Y luego, incontinente,
caló el chapeo, requirió la espada
miró al soslayo, fuese y no hubo nada.
La última imagen es la más inquietante, y la rima “espada/nada¨, la más elocuente.
Una dramática expresión de aquella decadencia espiral de la España del seiscientos.

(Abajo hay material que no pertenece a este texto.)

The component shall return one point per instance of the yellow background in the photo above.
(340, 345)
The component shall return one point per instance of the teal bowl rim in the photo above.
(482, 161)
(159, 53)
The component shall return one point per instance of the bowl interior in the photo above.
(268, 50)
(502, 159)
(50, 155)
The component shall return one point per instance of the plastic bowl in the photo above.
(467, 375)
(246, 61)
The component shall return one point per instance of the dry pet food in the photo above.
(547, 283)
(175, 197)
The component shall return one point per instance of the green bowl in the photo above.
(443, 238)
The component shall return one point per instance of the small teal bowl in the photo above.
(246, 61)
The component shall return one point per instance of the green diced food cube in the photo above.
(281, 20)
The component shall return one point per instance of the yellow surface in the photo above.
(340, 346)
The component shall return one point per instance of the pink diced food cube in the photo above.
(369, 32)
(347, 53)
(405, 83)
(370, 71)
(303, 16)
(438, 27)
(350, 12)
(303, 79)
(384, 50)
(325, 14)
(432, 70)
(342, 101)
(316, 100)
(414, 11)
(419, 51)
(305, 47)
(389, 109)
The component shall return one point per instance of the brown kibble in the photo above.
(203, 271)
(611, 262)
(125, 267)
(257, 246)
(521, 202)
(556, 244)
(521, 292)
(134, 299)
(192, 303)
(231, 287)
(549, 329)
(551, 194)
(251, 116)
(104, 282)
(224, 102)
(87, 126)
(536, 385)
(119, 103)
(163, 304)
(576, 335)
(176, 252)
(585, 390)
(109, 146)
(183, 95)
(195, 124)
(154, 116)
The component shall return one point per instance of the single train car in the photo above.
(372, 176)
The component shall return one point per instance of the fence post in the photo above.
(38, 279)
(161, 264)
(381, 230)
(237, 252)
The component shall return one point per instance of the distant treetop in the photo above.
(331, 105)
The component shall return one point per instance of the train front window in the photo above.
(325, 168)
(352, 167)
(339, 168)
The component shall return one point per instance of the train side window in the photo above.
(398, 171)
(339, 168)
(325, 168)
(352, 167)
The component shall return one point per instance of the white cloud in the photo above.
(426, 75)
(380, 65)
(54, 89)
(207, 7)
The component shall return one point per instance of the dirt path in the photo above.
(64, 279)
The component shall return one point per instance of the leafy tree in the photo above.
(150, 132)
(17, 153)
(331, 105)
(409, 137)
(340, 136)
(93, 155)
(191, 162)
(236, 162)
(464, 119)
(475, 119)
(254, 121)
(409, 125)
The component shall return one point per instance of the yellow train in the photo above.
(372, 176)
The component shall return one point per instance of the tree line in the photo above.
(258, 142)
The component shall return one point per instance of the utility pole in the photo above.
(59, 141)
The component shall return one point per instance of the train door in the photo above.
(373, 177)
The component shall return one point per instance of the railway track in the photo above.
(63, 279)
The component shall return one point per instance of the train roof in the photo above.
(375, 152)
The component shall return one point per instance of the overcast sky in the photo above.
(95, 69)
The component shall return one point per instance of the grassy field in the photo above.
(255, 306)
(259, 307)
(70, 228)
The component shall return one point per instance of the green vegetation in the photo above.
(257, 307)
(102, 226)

Habla de la inutilidad de las armas de lo que un tiempo fue ejercito famoso y
conquistador de más de medio planeta. De nada sirve en estos tiempos la espada,
recuerda el poeta que supo empuñarla y teñirla de rojo: “con la una mano en la espada
asida/y sangre de la otra derramada”. Otro soneto de la época, una de las glorias del
idioma, acude también a la imagen de la espada para cantar “lo que se pierde”; estas
son las últimas seis líneas:
Entré en mi casa: vi que amancillada
de antigua habitación era despojos;
mi báculo más corvo y menos fuerte.
Vencida de la edad sentí la espada
y no hallé cosa en qué poner los ojos
que no fuese recuerdo de la muerte.
Uno, el de Cervantes, y otro, el de Quevedo, son expresiones ajustadas de aquellos
males del XVII, los mismos que produjeron los mejores momentos del arte y literatura
españoles. Aquel Barroco que cantaron los grandes líricos del siglo, Góngora,
Quevedo, Lope; entre los cuales, a pesar de sus trabajos y desvelos, no podría
contarse al autor de la más formidable de las ficciones europeas de todos los tiempos.